Türkiye’nin genelinde ciddi anlamda işçi sağlığı ve iş güvenliği sorunu var. Mersin Serbest Bölge’de de tablo bu durumdan farklı değil. Hatta çok daha fazla sorun var. İrili ufaklı birçok iş kazası yaşanmakta. Ancak işçiler işten atılma korkusuyla yaşanan kazalara sessiz kalabiliyor. Kayıtlara bu yüzden geçmiyor.
“SERBEST BÖLGE’YE HASTANE YAPILSIN”
Sendikamız işçi sağlığı ve işçi güvenliği konusuna dikkat çekmek için geçtiğimiz yıllarda, yine yaşanan bir başka ölümlü ‘iş kazası’ sonrası ‘Mersin Serbest Bölge’ye Hastane İstiyoruz’ talebiyle kampanya başlatmıştı. Toplanan imzalar sonrasında, her ne kadar talebimizi tam karşılamasa da serbest bölgeye bir sağlık merkezi açıldı. Küçük ölçekteki iş kazalarına yönelik ilk müdahalelerin yapılabildiğini bizzat sendika üyelerimizin yaşadıklarından biliyoruz.

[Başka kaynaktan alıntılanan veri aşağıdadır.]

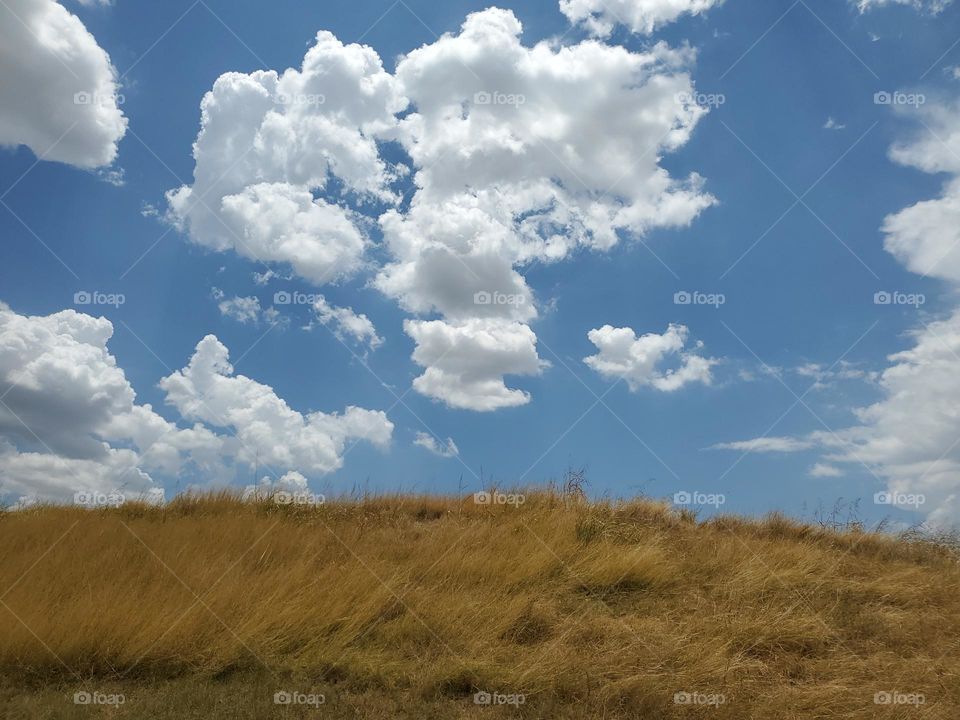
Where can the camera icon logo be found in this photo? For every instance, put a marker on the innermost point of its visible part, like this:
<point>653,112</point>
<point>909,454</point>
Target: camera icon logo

Ancak asıl problem bu iş kazalarını gerçekleşmeden önlemektir. Aslında uygulanması kolay tedbirlerle bu ‘iş kazaları’ önlenebilir. Son olarak Amasra’da yaşanan işçi katliam da bir kez daha göstermiştir ki “iş kazaları” kader değil alınmayan önlemlerin sonucudur”.